Hohe Bandbreiten Weniger Rauschen durch ATI

Eine neue Technik verringert Fehler und das Rauschen bei den Echtzeit-Digital-Oszilloskopen.
Eine neue Technik verringert Fehler und das Rauschen bei den Echtzeit-Digital-Oszilloskopen.

Immer höhere Datenraten erfordern Oszilloskope mit immer höheren Bandbreiten. In modernen Echtzeit-Digital-Oszilloskopen wird das ­Signal in zwei Bandbereiche aufgespalten, getrennt verarbeitet und ­digital zusammengesetzt. Eine neue Technik verringert die dabei ­auftretenden Fehler und das Rauschen.

Durch immer höhere Datenkommunikationsraten werden Echtzeit-Oszilloskope mit sehr hoher Bandbreite im Bereich 60 bis 70 GHz benötigt. Diese Instrumente sind beispielsweise bei der Validierung und dem Debugging von neuen Designs zur Analyse einer kohärenten optischen Modulation, in der Hochenergiephysik-Forschung, der Hochgeschwindigkeits-Datenkommunikation und anderen Anwendungen mit extrem hoher Bandbreite unverzichtbar.

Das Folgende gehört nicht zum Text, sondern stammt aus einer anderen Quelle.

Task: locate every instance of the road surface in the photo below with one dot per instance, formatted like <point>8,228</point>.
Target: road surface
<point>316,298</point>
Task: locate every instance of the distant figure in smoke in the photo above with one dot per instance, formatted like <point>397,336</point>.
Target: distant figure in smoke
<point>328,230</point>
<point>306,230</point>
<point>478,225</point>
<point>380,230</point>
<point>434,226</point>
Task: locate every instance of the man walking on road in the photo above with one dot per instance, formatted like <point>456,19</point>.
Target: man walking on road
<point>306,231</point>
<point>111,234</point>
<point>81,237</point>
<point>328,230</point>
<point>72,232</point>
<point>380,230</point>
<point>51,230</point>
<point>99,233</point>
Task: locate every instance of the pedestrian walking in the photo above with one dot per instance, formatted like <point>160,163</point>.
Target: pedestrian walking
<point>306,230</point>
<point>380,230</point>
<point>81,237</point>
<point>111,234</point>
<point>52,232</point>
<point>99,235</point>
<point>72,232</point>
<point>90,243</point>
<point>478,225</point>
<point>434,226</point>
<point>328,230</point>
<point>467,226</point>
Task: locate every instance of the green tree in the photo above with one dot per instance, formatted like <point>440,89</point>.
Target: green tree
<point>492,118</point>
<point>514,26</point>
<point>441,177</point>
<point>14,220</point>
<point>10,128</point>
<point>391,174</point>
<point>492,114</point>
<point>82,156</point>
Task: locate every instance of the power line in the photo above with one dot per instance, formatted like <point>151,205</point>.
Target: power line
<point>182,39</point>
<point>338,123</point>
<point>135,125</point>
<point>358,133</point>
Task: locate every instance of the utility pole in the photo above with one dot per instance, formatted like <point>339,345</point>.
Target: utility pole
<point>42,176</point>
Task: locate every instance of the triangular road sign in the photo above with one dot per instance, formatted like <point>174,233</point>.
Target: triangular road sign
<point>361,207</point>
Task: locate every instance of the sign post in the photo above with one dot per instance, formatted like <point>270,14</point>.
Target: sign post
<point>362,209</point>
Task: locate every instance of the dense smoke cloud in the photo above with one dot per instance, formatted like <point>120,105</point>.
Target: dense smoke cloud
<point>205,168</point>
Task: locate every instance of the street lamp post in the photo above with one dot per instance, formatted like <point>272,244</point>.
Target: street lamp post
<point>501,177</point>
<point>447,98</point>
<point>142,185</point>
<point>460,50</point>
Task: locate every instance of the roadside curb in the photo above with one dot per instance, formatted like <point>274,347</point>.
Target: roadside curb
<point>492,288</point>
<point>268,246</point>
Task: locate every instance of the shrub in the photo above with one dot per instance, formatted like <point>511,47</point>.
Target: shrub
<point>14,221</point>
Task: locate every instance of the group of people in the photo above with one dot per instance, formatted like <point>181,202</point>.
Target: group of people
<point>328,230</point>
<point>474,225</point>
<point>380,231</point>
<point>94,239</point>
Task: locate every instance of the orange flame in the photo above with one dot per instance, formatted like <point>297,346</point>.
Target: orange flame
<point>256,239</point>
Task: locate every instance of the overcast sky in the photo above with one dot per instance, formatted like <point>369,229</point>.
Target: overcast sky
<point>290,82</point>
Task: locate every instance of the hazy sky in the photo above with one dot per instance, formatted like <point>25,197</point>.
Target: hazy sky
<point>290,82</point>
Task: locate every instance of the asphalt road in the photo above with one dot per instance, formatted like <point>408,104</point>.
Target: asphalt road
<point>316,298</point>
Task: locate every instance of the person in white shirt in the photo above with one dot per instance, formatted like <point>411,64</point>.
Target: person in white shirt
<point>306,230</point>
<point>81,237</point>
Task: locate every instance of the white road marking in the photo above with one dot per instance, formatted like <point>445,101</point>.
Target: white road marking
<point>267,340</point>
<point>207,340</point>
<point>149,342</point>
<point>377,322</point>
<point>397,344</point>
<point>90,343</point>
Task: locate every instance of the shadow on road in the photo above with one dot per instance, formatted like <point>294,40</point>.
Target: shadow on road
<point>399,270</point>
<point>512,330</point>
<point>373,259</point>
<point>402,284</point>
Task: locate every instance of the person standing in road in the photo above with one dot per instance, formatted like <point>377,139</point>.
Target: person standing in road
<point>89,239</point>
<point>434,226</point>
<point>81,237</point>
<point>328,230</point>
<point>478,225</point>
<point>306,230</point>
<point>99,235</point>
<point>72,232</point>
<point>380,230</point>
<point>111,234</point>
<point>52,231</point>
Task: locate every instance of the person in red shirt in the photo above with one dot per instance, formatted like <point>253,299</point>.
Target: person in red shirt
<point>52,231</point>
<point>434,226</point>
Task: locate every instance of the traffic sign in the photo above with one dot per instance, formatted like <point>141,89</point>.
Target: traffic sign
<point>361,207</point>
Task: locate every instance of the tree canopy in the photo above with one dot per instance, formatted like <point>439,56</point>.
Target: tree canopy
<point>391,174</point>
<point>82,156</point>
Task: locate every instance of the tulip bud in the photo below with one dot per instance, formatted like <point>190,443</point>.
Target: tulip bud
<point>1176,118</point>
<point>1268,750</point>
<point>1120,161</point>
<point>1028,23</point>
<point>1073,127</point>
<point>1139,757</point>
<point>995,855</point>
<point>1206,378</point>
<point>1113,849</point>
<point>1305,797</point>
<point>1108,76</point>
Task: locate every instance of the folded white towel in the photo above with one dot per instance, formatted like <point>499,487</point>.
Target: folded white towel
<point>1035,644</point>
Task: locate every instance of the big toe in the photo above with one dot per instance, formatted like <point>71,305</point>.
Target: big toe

Die Bandbreite von Echtzeit-Digital-Oszilloskopen wird durch die Abtastrate des verwendeten Analog-Digital-Umsetzers (ADC) begrenzt. Nach dem Nyquist-Shannon-Abtasttheorem muss die Abtastrate mindestens doppelt so groß sein wie die Frequenzbandbreite des Signals. Zur Erweiterung der Bandbreite bei gleichem ADC wurde schon früh die Frequenz-Interleaving-Technologie eingesetzt (Bild 1).

Dazu wird beim Oszilloskop-Kanal die Frequenz eines Überlagerungsoszillators auf die Mitte der Bandbreite des Analog-Front-End eingestellt. Dann lässt sich die untere Hälfte des Oszilloskop-Durchlassbereichs mit einem ADC erfassen. Gleichzeitig werden die Frequenzen der oberen Hälfte in den unteren Bandbereich geschoben und mit einem anderen ADC erfasst. Die Rekonstruktion des Gesamtsignals durch das Zusammensetzen der oberen und unteren spek­tralen Hälfte übernimmt in modernen Echtzeit-Digital-Oszilloskopen ein DSP (Digital Signal Processor). Die erste komplett ins Oszilloskop integrierte Variante des Frequenz-Interleaving-Verfahrens wurde Digital Bandwidth Interleaving (DBI) genannt.

Allerdings gibt es bei diesem Design-Ansatz auch gewisse Herausforderungen. Sobald die Aufzeichnung abgeschlossen ist und die Daten im Signalspeicher liegen, muss das obere Band mit Hilfe von digitalen Signalverarbeitungstechniken zurück in den ursprünglichen Frequenzbereich gebracht werden. Die Wiederherstellung der beiden spektralen Hälften und die Rekonstruktion des Signals sind kompliziert.

Weil die Pfade nicht identisch sind, müssen diese Differenzen mittels Kalibrierung kompensiert werden, was ebenfalls der DSP übernimmt. Außerdem ist wegen der zur Trennung der beiden spektralen Hälften benötigten steilen Bandfilter die Wiederherstellung des genauen Zen­trums des Spektrums problematisch, da es gewisse Verschiebungen bei der Amplituden- und Phasenlinearität geben kann. Jeder ADC sieht nur die Hälfte des Frequenzspektrums und wegen des Rekonstruktionsprozesses, der eine Summenbildung der beiden getrennten Pfade umfasst, ist keine Verbesserung beim Störabstand möglich.